Énoncé de la problématique:
« Nicolas Sarkozy réfléchit à l’opportunité d’installer des jurés populaires auprès des magistrats professionnels qui siègent dans les tribunaux correctionnels, afin de «rapprocher le peuple de la justice».
Avant tout chose, je vais me livrer à un exercice dont j'ai déjà donné la recette dans les précédentes leçons : à savoir, décortiquer la phrase et en dégager les termes et expressions significatives. J'ai donc relevé ceci :
  • Opportunité. Ce nom vient de l'adjectif opportun qui signifie : favorable, qui arrive à propos.

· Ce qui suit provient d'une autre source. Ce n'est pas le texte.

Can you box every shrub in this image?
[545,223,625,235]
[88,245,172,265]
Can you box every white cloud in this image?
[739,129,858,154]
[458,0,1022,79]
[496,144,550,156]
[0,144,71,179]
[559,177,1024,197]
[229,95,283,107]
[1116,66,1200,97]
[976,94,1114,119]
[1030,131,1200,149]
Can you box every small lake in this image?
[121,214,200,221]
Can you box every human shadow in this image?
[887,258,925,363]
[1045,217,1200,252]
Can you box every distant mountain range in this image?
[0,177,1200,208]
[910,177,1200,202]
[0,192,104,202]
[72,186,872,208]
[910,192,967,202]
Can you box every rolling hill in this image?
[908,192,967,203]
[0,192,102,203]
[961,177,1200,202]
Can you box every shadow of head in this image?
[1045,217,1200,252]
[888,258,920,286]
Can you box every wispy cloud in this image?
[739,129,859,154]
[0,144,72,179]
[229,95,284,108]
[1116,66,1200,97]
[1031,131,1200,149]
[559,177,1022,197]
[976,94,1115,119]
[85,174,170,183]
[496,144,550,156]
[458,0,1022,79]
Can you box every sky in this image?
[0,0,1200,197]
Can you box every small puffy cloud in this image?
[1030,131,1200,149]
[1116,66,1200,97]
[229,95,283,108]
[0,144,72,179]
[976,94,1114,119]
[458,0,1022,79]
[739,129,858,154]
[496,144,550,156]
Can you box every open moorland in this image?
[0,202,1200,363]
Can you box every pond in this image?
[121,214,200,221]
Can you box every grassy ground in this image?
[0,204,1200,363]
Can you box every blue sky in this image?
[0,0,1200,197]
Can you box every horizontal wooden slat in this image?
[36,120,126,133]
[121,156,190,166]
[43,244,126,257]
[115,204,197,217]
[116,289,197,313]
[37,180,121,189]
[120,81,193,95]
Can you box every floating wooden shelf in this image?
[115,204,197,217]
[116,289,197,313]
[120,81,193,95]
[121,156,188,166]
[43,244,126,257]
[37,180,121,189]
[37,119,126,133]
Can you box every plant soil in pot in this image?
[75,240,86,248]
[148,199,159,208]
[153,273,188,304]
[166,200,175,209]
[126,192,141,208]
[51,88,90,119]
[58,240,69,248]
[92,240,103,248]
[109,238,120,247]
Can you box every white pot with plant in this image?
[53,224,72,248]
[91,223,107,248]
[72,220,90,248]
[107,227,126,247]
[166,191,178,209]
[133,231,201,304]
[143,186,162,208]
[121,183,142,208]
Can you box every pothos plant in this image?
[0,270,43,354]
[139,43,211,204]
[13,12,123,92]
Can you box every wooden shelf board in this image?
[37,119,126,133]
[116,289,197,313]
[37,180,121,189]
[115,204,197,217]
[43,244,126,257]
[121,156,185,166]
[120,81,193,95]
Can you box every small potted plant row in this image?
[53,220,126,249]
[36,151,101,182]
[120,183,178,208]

    Le fait que cette idée (les jurés populaires dans les correctionnels) arrive à propos laisse déjà deviner quelques arrières pensées électoralistes voire démagogiques. Le débat n'arrive pas comme ça par hasard. Si l'opportunité se résume à une action à faire au bon moment, l'opportuniste reste celui qui « retourne sa veste » facilement.
  • Jurés populaires. (extrait d'un article figurant sur le site wikipedia)
    Le jury populaire est composé de citoyens de plus de 23 ans, sachant lire et écrire en français, jouissant de leurs droits politiques, civils et de famille, et ne se trouvant dans aucun cas d'incapacité ou d'incompatibilité (membres du gouvernement, parlementaires, magistrats, fonctionnaires de police, militaires,...). Les jurés sont tirés au sort sur les listes du jury criminel établies tous les ans dans chaque département à partir des listes électorales. Cette liste annuelle sert au tirage au sort des jurés de session, qui peuvent être amenés à siéger au cours d'une session déterminée.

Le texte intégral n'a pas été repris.